Of all the crazy things that happened during Chip Kelly's first game, against the Redskins, one of the craziest almost went unnoticed.
The Eagles ran a formation with only three linemen in front of the quarterback and the tackles split wide along with two receivers on each sideline. The backfield consisted of Michael Vick, in shotgun of course, and LeSean McCoy.
The crazy thing? They ran it up the middle. Even crazier? Shady gained ten yards.
It actually makes sense. If the defense is playing cover two or quarters, this formation pretty much forces the safeties over to the sidelines, which frees up the middle for a big gain.
There was a lot of preseason discussion of Chip Kelly's distinctive Double Stack play, which the Eagles ran repeatedly against the Patriots.
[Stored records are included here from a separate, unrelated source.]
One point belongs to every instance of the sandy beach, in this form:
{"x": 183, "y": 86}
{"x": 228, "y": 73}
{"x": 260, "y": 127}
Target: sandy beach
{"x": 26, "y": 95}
That formation has two receivers (either WRs or tight ends) wide on each side, one on the line and one directly behind him a few yards. The new formation was similar, except that each tackle went outside to join the receivers on his side.
Insane? Yes. Unpredictable? No. Chip Kelly ran the exact same play at Oregon. In fact, Charles Fischer at FishDuck wrote an article about it last year. In that case, Stanford only got one defensive back out to cover the group of three on the right sideline. The Ducks naturally threw that way for a touchdown. Here's Fischer's screen shot (by permission):
The Redskins had all summer to prepare for Chip Kelly's offense, and before the game, defensive coordinator Jim Haslett said that "We’ve looked at endless film on Oregon." Presumably he saw that play; the Ducks ran it in their biggest regular season test last year, the big showdown against the Cardinal. And to his credit, the Redskins covered the two receiver bunches. Here are the two screenshots lined up, with the Eagles' version reversed for clarity. You can see the Skins' DBs racing outside to cover.
That just left the middle open for Shady. Washington is lucky that he didn't pick up more than ten yards. And that's the beauty of Chip Kelly's offense. Yes, he runs some drastic formations that -- in this case -- have probably never been run in the NFL before. But they're not trick plays, or gadgets that are easy to plan against once you've seen them.
These are classic spread offense plays that force you to make a difficult choice, and punish whichever choice you make. I'm guessing that Jim Haslett did see that play. He probably schemed it, and practiced his team against it. They saw it coming, and just couldn't stop it.